The older I get, the more I realize I'm turning into my mother, a woman who has been known throughout my life to launch into a full waterworks display faster than you can say emotionally manipulative Internet chain letter. Case in point, the drive to Midlothian yesterday. I was listening to NPR and Renee Montagne mentioned that it was the fortieth birthday of the seminal children's show Sesame Street, and I got a little emotional.
I got to thinking what a groundbreaking show it was and how, for generations of poor rural kids in pre-Internet days, it was our first exposure to multiculturalism. I thought about how brave the producers had been to push the envelope and insist on a representative cast and crew. I thought about how the program had shown kids like me regular Hispanic and African-American people interacting in perfectly normal ways with those around them at a time when television characters were overwhelmingly WASP. In fact, the show was banned for a brief time in Mississippi because the state thought its audiences weren't ready for the integrated crew and the presence of so many strong, single women.
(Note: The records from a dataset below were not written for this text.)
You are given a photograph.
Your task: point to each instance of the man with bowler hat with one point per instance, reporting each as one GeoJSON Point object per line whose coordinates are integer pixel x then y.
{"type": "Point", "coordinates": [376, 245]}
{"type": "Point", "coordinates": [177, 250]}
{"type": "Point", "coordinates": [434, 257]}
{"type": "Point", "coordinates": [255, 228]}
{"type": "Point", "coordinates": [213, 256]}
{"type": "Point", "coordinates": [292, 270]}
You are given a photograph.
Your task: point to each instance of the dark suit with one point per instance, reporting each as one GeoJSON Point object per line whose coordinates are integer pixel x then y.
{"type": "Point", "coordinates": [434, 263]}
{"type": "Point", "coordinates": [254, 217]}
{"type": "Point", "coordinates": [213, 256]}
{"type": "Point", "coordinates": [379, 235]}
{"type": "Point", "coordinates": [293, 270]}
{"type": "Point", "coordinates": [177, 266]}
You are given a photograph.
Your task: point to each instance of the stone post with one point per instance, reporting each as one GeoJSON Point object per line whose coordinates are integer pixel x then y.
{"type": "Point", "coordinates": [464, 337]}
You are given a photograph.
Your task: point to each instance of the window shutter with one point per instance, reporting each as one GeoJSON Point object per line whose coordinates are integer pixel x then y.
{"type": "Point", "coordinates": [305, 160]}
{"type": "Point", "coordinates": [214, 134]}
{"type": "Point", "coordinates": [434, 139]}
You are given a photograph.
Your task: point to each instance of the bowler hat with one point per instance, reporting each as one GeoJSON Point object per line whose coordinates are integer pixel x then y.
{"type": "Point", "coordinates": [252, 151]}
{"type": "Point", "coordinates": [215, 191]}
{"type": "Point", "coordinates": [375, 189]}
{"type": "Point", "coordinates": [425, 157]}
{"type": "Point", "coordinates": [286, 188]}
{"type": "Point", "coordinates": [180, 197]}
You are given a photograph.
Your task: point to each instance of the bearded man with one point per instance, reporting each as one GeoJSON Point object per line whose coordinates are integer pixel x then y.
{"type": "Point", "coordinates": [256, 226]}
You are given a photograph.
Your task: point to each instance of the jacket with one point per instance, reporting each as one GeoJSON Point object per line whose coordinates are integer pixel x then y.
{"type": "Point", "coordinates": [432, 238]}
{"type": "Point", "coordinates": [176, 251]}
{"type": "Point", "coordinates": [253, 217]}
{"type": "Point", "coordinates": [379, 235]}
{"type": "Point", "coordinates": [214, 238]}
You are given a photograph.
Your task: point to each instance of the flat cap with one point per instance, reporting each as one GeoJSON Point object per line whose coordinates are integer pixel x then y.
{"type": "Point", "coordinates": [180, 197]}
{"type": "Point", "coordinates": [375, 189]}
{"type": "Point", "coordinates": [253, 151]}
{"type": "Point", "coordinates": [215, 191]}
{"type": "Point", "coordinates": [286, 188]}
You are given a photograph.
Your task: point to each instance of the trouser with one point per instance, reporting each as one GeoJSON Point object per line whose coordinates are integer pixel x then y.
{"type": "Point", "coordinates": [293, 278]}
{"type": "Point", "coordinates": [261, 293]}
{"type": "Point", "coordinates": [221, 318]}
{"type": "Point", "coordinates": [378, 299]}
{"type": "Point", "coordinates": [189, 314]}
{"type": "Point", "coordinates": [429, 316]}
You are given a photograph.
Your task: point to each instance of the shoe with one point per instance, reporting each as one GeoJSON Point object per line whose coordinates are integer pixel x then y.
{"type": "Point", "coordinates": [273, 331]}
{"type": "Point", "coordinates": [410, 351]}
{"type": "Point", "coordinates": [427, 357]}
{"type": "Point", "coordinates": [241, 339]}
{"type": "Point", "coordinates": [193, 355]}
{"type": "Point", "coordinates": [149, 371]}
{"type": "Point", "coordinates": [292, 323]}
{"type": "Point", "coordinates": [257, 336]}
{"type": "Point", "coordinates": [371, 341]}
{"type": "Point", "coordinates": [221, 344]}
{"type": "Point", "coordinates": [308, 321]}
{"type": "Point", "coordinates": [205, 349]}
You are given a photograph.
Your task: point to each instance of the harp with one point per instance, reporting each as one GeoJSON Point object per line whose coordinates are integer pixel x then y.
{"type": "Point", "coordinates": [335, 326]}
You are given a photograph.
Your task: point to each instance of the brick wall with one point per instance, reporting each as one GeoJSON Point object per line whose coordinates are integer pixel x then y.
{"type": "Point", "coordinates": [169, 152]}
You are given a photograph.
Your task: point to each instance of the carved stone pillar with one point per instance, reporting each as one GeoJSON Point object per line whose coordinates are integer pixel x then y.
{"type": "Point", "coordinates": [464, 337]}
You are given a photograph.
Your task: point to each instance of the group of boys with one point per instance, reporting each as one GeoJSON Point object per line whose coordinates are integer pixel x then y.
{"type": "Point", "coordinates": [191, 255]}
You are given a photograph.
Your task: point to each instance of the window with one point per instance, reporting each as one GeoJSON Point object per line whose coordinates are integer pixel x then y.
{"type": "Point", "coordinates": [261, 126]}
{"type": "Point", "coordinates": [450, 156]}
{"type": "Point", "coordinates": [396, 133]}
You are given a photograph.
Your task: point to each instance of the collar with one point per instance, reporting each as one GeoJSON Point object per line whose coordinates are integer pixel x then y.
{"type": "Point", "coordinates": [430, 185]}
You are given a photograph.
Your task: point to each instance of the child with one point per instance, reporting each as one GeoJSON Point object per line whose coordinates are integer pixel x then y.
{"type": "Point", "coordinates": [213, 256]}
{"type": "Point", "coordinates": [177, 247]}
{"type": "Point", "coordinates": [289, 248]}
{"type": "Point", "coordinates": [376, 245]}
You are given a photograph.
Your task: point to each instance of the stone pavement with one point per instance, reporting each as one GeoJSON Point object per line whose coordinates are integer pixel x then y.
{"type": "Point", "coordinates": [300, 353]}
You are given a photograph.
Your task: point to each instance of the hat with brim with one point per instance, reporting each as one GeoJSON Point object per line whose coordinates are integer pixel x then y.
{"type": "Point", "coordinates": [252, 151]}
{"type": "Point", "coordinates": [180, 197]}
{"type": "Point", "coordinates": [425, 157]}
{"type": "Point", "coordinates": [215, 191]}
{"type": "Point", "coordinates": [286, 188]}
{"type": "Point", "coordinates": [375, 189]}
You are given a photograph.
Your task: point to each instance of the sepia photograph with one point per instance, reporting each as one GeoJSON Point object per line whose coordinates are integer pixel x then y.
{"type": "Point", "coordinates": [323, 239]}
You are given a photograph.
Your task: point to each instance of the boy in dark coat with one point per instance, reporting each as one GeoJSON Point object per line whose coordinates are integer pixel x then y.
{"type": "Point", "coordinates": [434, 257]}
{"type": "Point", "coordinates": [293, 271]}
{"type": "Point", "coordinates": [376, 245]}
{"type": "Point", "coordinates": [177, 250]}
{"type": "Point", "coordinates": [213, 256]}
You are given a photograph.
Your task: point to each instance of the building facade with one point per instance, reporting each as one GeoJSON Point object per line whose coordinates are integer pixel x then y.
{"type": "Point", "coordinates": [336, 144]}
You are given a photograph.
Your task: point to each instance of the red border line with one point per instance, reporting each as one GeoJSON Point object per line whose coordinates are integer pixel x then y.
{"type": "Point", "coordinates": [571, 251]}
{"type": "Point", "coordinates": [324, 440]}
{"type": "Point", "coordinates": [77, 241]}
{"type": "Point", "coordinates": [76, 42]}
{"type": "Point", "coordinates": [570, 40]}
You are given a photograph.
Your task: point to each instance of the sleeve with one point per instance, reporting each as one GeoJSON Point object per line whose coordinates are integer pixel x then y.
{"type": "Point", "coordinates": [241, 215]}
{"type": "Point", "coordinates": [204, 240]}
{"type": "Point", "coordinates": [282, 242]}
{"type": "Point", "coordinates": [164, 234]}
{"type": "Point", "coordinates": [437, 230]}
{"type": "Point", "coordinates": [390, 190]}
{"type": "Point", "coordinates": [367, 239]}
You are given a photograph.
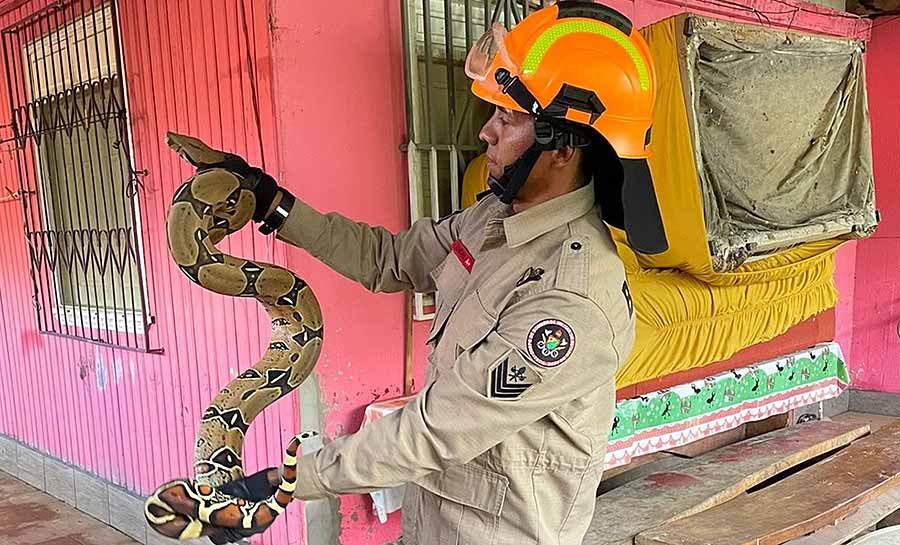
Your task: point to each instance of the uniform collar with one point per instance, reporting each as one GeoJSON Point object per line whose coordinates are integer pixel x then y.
{"type": "Point", "coordinates": [541, 219]}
The show has addressed ethics; emotions; and real-life situations of love, marriage, birth and death. It discussed the 9/11 attacks and featured an HIV-positive character. It found a way to talk about child abuse and disabilities. It adapted and stayed relevant even with the technology boom of the 1990's. Oscar the Grouch may have gotten a cell phone, but he keeps on teaching millions of kids not only ABCs and spelling and basic math, but how to grow up to be better adults. So happy birthday, Mr. Snuffleupagus, and many more returns.